In one of her blog posts, Christine Counsell argued that the curriculum “is at once a thing of beauty and of utility, and both matter. More like the waterways of Venice than a set of roads or paths, it needs specialist maintenance or it won’t take you where you want to go, nor make it a rewarding experience. Moreover, like Venice, its waters don’t stand alone. If you don’t understand the relationship of knowledge in the curriculum to the wider oceans and rains of knowledge that renew or trouble it, you’re liable to flood or drought.”

This idea of “the relationship of knowledge in the curriculum to the wider oceans and rains of knowledge” is important. In one of his wonderful books about education – Beauty for Truth’s Sake – Stratford Caldecott wrote this: “The fragmentation of education into disciplines teaches us that the world is made of bits we can use and consume as we choose.

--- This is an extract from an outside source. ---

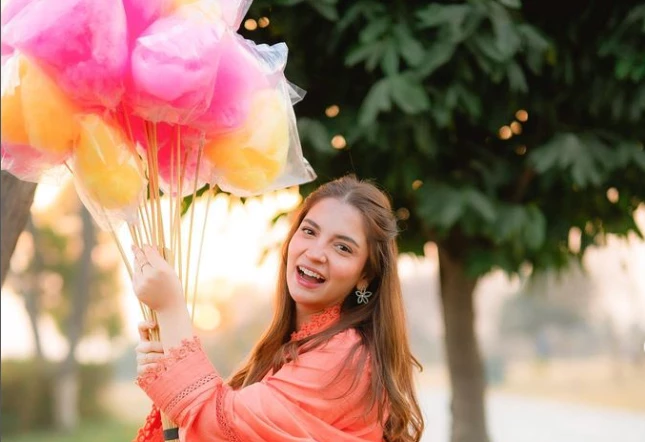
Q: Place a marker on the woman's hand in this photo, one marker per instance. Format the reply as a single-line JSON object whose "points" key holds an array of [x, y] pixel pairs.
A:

This fragmentation is a denial of ultimate meaning. Contemporary education therefore tends to the elimination of meaning—except in the sense of a meaning that we impose by force upon the world.”

I have taught English in plenty of schools without knowing what my pupils were learning in History lessons. And I have taught History without knowing what they were learning in English (let alone in Geography, Science, or Art). So maybe, one of our first tasks is to find out, to break free of our narrow subject specialisms, to look for links between disciplines, not to feel we are trespassing on someone else’s territory if asked a question that is not just off curriculum but off subject.

But we can go further. We can restore relationships between aspects of knowledge and piece together what has been fragmented. We can design our curricula to emphasise the relationships. One approach that I tried was to create a map that emphasised connections, using the Tube map as an inspiration.

Map

What we have here are the Science Line, the Philosophy Line, the Mathematics Line, the Languages Line, the Literature Line, the Arts & Humanities Line, and the Current Affairs Line, but the whole point is that they intersect. There are connections. The map suggests that there are different ways of getting to the same destination. We can still appreciate Kew Gardens if our scientific knowledge is incomplete, just as we can still get to King’s Cross if the Victoria Line is closed.

Now the map isn’t perfect. I think we could do more to emphasise the connections, but I am pleased with some of the jokes.

West Bank

The Current Affairs Line is under construction (and if Bank is a stop then surely we need the West Bank too).

 Apostrophe

As an English teacher, I always find that spelling is a problem, and as for apostrophes… Is it St James’s Park or St James’ Park? And if we have Watford Junction, surely we need Whichford Junction too. Which reminds me of another joke. Who led the Pedants’ Revolt? Which Tyler. But my favourite joke is on the Philosophy Line. After the glories of Augustine and Aquinas we have the dead end of Cartesian dualism.